Hydraulic fracturing, or fracking, has moved to the forefront of public awareness in recent years as natural gas production in the United States has increased. The new prevalence of fracking has led to a tighter focus on the potential environmental impact the industry could have on water resources in the United States.
A hydraulically fractured well can require anywhere from two to ten million gallons of water that is mixed with a cocktail of chemicals, the precise components of which can be closely guarded trade secrets. The injected water returns to the surface as flowback which may or may not be contaminated with the byproducts of the process.
Carter’s JDRD team seeks to determine the fate of the chemical constituents in hydraulic fracturing additives. Characterizing these additives prior to experiments aids in clarifying the chemical reactions and byproducts in the subsurface. The team will then conduct experiments to establish the nature of the material leached from shale, data which can then be processed by Carter’s LDRD partner at ORNL.

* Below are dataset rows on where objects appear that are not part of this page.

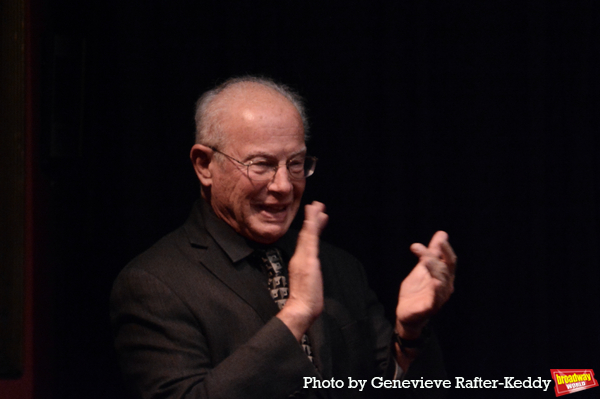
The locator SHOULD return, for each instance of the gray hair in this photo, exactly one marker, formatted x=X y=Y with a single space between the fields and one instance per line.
x=208 y=125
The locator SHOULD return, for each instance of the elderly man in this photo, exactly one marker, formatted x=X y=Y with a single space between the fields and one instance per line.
x=201 y=314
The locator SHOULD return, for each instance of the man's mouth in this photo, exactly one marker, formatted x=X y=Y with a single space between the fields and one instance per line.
x=274 y=211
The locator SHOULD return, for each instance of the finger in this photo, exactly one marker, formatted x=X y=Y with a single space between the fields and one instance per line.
x=435 y=245
x=448 y=256
x=438 y=269
x=418 y=249
x=315 y=220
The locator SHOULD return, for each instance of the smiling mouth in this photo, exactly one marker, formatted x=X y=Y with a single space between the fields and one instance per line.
x=274 y=211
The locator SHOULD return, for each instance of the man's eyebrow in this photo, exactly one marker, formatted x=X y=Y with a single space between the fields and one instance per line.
x=263 y=154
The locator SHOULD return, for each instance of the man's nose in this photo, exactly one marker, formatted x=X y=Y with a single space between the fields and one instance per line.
x=281 y=180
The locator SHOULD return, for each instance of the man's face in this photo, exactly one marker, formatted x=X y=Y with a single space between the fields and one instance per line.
x=264 y=127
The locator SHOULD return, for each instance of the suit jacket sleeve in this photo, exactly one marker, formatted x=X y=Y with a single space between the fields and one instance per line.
x=164 y=353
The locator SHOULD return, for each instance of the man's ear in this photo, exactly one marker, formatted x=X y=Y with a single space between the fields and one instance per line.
x=201 y=157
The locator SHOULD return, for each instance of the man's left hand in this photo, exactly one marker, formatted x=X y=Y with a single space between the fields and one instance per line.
x=427 y=287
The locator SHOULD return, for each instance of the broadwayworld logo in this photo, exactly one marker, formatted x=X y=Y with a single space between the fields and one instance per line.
x=572 y=380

Currently, Carter’s team is studying four specific components, though their research has determined that approximately 5000 different chemicals have been utilized by companies conducting hydraulic fracturing. In its first year, the project has already discovered that the breaking agent used in fracking, which is intended to prevent water contamination, is ineffective in the small concentrations in which it is currently being applied.
The accompanying LDRD project will address the deficiencies in simulations currently utilized by the gas and oil industry for evaluating hydraulic fracturing stimulation of production wells.
The two projects together should provide greater accuracy to predictive models used for assessing the risk of water contamination due to hydraulic fracturing.